Monte Troodelöh – Location and History
The Monte Troodelöh is located in the very East of Cologne, in the borough of Rath / Heumar. As the mountain is located right at a forest road, the so-called Wolfsweg, it is comparably easy to reach (see below), there are multiple parking opportunities around Königsforst (“Kings Forest”), in which the Troodelöh is located.
Until 1999, the Troodelöh was undiscovered and the highest point of Cologne was given with 116.7 meters, at a spot, which is very close to the the nowadays officially accepted highest point of the city. The reason for the late discovery is the fact that the Troodelöh is not the highest spot of the area: behind the Wolfsweg, the hill is climbing up to about 130 meters above sea level. However, this spot is not within the Cologne city boundaries, but part of the adjacent city of Bergisch Gladbach (and its borough of Bensberg).

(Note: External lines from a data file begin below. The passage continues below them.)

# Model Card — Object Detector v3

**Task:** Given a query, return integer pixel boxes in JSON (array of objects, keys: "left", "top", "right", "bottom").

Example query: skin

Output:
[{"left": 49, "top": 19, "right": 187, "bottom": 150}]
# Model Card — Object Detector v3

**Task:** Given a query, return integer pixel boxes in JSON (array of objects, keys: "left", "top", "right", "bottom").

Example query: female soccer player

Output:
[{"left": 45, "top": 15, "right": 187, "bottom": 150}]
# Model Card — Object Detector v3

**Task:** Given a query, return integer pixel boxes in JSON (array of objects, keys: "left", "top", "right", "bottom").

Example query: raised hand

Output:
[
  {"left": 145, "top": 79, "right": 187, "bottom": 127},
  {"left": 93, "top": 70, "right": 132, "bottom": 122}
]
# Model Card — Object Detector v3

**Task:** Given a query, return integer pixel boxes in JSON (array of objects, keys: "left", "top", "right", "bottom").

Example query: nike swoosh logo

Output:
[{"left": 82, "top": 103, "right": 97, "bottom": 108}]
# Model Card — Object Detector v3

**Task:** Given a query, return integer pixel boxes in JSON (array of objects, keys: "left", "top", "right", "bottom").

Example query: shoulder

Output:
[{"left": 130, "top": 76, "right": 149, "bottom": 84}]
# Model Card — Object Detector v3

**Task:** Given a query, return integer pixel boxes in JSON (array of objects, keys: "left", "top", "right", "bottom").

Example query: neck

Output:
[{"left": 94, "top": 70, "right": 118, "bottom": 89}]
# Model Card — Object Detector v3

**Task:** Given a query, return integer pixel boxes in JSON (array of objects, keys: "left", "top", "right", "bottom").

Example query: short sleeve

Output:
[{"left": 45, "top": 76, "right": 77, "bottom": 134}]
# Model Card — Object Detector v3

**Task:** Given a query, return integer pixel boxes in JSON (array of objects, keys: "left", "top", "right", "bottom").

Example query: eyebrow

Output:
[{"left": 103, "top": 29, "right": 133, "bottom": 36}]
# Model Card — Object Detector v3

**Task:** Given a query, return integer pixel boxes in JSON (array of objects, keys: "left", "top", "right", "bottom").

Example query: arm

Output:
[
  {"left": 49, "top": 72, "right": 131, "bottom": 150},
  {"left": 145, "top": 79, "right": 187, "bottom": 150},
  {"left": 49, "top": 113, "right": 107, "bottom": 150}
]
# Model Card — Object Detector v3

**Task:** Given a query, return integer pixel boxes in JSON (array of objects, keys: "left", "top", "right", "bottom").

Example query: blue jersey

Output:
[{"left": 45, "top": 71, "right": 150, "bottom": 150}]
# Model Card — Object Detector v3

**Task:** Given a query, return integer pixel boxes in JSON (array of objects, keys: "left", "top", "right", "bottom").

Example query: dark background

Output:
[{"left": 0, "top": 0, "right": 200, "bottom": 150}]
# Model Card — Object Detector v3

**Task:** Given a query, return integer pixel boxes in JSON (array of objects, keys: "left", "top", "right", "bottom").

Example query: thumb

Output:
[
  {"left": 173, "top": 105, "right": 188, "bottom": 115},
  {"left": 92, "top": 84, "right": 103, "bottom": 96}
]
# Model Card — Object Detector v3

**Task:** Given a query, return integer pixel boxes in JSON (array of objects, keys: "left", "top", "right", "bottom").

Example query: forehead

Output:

If you wonder about the strange name: it is named after three staff members of the city of Cologne, who “discovered” this magical beauty – their surnames are Troost, Dedden and Löhmer. There are many ways to reach the status of moral immortality in Cologne. Monte Troodelöh is one of the most famous mountains in the German state of Northrhine-Westfalia. Thus, it is well signposted in the area.
Being at the Monte Troodelöh
You see the facilities of Monte Troodelöh from far away already (at least from some 100 or 200 meters away). The most significant part if them is a covered bench, which is tenderly described at the mountain cabin of this natural wonder. Troost, Dedden and Löhmer originally put up a summit cross on top of Monte Troodelöh, but due to vandalism and many different reasons, it has been quite quickly replaced by a boulder with badge stating the name and the height of the mountain. After his death, the boulder also has an additional memory plaque for another staff member of the city, Rainer “Sherpa Longway” Buttkereit, who was also one of the explorers of Troodelöh. In order to properly enjoy and relax
If you also feel the magic of the place, you will likely not be able to resist to write your name and a prayer to the summit register or stamp your summit records and show that you made this mission to your friend. There are no other facilities, neither refreshments or sanitary ones, around. It’s just a forest. With a twinkle in the eyes of the authors, I read that some die-hard Troodelöh fans suggested to built a cable car to ease the sudatory climb. I – of course – have been overwhelmed by my feelings and had to do a couple of memory pictures.
A Hike to Monte Troodelöh
As said above, I made a hike up to Monte Troodelöh on 12th April 2020. You can find the detailed reoords of the hike on this (German) website. We started close to the A4 motorway, Bergisch Gladbach-Frankenforst exit, at a hiking parking lot South to the autobahn. From there, we more or less took the straight way to Monte Troodelöh, which is less than three kilometers. The route we took is also part of several historic pilgrimage routes. The paths are very easy to walk and well signposted.
After we spent significant time to enjoy the happiness of having climbed the summit of our beautiful city, we took a bit of a detour route and enjoyed the Königsforst nature – of course, nothing could finally be as impressive as the Troodelöh.